A ubiquitous sleek black stretch limo pulls up at LAX beside Terminal I and there is a pause before anyone exits. Suddenly a chain of people who appear wholly disconnected -- a businessman, a belly dancer, a street kid with torn seams -- file out and begin to move in sequence as they subvert the commuters’ robotic march toward the aptly named terminal. They are now pulsing and dancing with an African/Caribbean/Indian/Brooklyn(?) hybrid motion to the techno thump of a tabla-driven sound. The rollerboarding crowds around them slow their pace and began to perk up in anticipation for who knows what comes next.
Dancer and choreographer Sarah Elgart and composer Yuval Ron and a team of amazing artists and technicians created this site specific performance spectacle titled Everywhere Nowhere at LAX -- which took place Saturday, Sept. 28, at 7:30 pm and repeats today, Sunday, Sept. 29th, at 7:30 pm -- as part of the first public art festival at the airport, Influx: Art at LAX, which includes an exhibit of sculptures, murals, videos and other artworks throughout the airport.
Elgart and Ron worked with director Kevin Kerslake, artist Stephen Glassman and costume designer Swinda Reichelt to produce this wonderful anomaly. On Saturday, a small crew of dancers performed a series of short compositions amid shrouded olive trees and screens with projections of birds in flight. In one piece, the street-tough kid rides a child’s tricycle out in the atrium between terminals to the hypnotic slowed churning sound of a helicopter blade. He breakdances with the small vehicle as a hawk beats its wings in slow motion in a large projection over his head, transporting the audience in time and place from the mundane common space of the airport atrium.

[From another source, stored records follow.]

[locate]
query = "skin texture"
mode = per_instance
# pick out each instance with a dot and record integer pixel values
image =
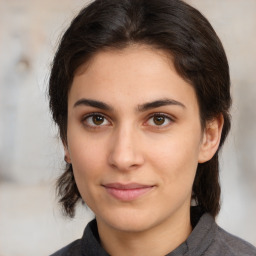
(130, 141)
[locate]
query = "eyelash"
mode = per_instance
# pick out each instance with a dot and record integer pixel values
(165, 117)
(94, 126)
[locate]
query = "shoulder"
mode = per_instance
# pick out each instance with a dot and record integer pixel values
(72, 249)
(228, 244)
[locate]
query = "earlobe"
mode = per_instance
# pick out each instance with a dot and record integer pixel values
(67, 155)
(211, 139)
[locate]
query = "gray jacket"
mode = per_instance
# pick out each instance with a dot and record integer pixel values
(206, 239)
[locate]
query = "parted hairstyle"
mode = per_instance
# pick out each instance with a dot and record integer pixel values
(170, 25)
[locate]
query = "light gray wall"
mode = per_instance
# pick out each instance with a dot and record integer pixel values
(31, 155)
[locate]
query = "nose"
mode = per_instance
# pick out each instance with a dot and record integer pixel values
(126, 152)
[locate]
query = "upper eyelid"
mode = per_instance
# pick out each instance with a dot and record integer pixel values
(171, 117)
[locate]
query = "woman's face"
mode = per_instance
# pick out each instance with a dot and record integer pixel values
(134, 139)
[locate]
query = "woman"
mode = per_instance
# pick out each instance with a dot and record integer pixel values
(140, 91)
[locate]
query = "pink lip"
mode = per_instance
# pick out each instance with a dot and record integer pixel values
(127, 192)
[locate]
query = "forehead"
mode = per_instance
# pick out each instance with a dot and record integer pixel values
(135, 74)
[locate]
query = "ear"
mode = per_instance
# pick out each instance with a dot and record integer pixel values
(211, 139)
(67, 154)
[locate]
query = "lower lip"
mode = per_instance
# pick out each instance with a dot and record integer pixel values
(128, 194)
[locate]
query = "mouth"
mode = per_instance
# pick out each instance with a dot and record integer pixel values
(127, 192)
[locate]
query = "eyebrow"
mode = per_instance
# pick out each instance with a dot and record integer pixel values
(159, 103)
(141, 108)
(93, 103)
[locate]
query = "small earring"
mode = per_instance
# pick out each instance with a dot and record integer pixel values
(66, 159)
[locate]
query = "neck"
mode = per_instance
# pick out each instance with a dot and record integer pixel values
(158, 240)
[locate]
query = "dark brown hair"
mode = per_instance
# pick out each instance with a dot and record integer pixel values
(170, 25)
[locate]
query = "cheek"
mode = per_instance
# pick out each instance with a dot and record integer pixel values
(176, 159)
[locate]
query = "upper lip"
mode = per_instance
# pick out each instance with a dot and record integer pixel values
(126, 186)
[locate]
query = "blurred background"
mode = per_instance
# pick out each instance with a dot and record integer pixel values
(31, 155)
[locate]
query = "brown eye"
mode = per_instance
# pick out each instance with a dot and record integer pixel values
(98, 120)
(158, 120)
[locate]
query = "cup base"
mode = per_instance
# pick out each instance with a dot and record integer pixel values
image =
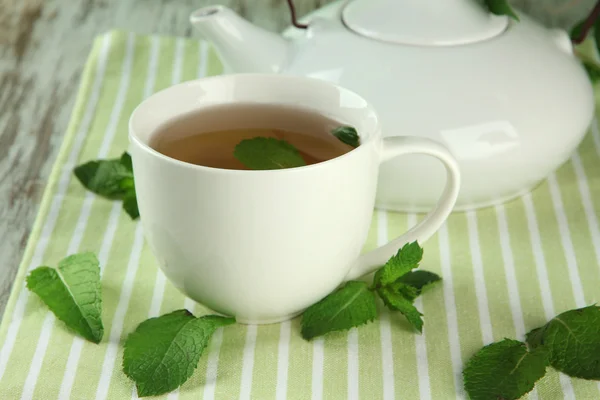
(267, 321)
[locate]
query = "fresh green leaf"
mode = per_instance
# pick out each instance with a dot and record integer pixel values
(577, 30)
(112, 179)
(130, 205)
(407, 291)
(397, 300)
(127, 162)
(407, 259)
(351, 305)
(573, 340)
(163, 352)
(348, 135)
(501, 7)
(420, 280)
(268, 153)
(73, 293)
(504, 370)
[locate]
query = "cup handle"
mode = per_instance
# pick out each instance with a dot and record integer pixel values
(399, 146)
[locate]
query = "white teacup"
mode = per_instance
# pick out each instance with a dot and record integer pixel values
(264, 245)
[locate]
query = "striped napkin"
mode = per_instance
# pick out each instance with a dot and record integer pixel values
(506, 270)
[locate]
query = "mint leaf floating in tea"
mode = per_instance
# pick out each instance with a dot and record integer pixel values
(112, 179)
(351, 305)
(73, 293)
(407, 259)
(348, 135)
(401, 299)
(263, 153)
(504, 370)
(163, 352)
(501, 7)
(573, 341)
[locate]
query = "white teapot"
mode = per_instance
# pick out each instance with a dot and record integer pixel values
(509, 99)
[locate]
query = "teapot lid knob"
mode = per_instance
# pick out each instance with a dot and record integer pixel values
(423, 22)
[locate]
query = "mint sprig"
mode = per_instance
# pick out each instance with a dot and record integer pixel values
(112, 179)
(570, 343)
(163, 352)
(72, 292)
(354, 303)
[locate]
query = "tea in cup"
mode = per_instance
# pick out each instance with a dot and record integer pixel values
(263, 245)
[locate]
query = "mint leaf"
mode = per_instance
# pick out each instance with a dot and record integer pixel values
(351, 305)
(407, 259)
(73, 293)
(420, 280)
(577, 30)
(401, 300)
(130, 205)
(112, 179)
(501, 7)
(573, 341)
(163, 352)
(504, 370)
(127, 162)
(268, 153)
(348, 135)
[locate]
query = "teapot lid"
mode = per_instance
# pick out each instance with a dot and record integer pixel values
(423, 22)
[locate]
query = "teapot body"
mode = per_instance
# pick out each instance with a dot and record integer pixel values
(511, 109)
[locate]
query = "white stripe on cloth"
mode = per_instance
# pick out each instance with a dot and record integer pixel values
(479, 278)
(450, 306)
(387, 351)
(421, 341)
(317, 368)
(110, 357)
(283, 354)
(248, 362)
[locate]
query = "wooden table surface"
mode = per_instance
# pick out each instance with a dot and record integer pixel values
(43, 47)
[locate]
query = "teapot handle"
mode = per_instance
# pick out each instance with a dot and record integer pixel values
(399, 146)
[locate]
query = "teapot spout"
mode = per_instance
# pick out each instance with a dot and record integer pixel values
(242, 46)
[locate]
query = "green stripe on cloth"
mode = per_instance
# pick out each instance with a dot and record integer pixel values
(506, 270)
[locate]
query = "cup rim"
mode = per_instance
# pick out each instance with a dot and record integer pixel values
(133, 138)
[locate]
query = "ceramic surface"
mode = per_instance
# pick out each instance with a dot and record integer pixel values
(264, 245)
(511, 107)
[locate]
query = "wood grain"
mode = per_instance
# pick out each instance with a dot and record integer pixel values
(43, 47)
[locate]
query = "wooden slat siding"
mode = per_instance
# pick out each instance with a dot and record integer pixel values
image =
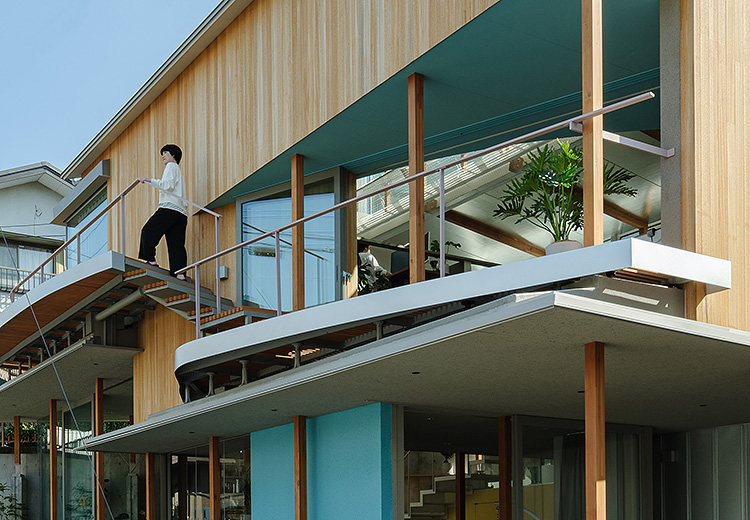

Elgart said that the performance was commissioned jointly by Los Angeles World Airports (LAWA) and the Los Angeles Department of Cultural Affairs following a similar performance that she executed previously at the Van Nuys Flyway Bus Terminal. She spoke with The Hollywood Reporter following the performance on Saturday night.
“I’m really happy to create art that a passerby can encounter. If you go into a theater you usually know what you are going to see. You have expectations and you expect it to deliver based on what you’ve heard or based on the ticket price. But here, some people come expecting something because they were invited and have preconceived notions, but so many other people are just passing by. We had audience members up there,” she said, pointing up to one of the jetways between terminals, “who were working and who were seeing this beautiful girl lift thirty feet in the air and saying ‘Thank you, God!’ You know? So to be able to engage a mostly unsuspecting audience who are in this very difficult, caustic space with some beauty is a great pleasure.”